The Camera Never Lies...When It Dies, Man, When It Dies, He Dies...

This 1967 photo of Marlon Brando and Elizabeth Taylor surfaced recently in Elizabeth Taylor: Queen of the Silver Screen, by Ian Lloyd.

But, oh man, this photo should have been one of the dossier photos seen when Capt. Willard leafs through Col. Kurtz's file on the boat in Apocalypse Now. It captures perfectly Kurtz's shattered psyche, and, dating from 1967, inherently possesses the perfect elements of dress, hairstyle, and photographic quality for a snapshot that, in the context of the film, would date from the early to mid-1960s.

Imagine seeing this snapshot among the army photos and documents chronicling Kurtz's rise through the ranks and descent into madness, as Willard narrates, "He broke from them, and then he broke from himself. I'd never seen a man so broken up and ripped apart."

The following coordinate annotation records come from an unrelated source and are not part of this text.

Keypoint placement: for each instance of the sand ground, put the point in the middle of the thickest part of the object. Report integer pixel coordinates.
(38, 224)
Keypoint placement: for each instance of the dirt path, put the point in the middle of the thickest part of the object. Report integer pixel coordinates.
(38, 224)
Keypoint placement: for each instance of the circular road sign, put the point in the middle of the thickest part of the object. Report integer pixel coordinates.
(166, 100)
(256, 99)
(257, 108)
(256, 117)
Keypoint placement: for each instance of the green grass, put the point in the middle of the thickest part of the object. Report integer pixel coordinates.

Such verisimilitude portraying that Col. Kurtz had indeed gone totally insane...even if this photo tacitly implies that he broke from himself first.

It's a shame that this photo wasn't available to Francis Ford Coppola during principal photography—but Coppola could re-cut the film to insert it. Why not? There already are so many re-edited and reduxed versions that one more hardly seems a big deal.

Perhaps for Apocalypse Now's 35th anniversary...

I hope Coppola will; this photo would add one more layer of weird to this ultimate tale of the Vietnam War's insanity.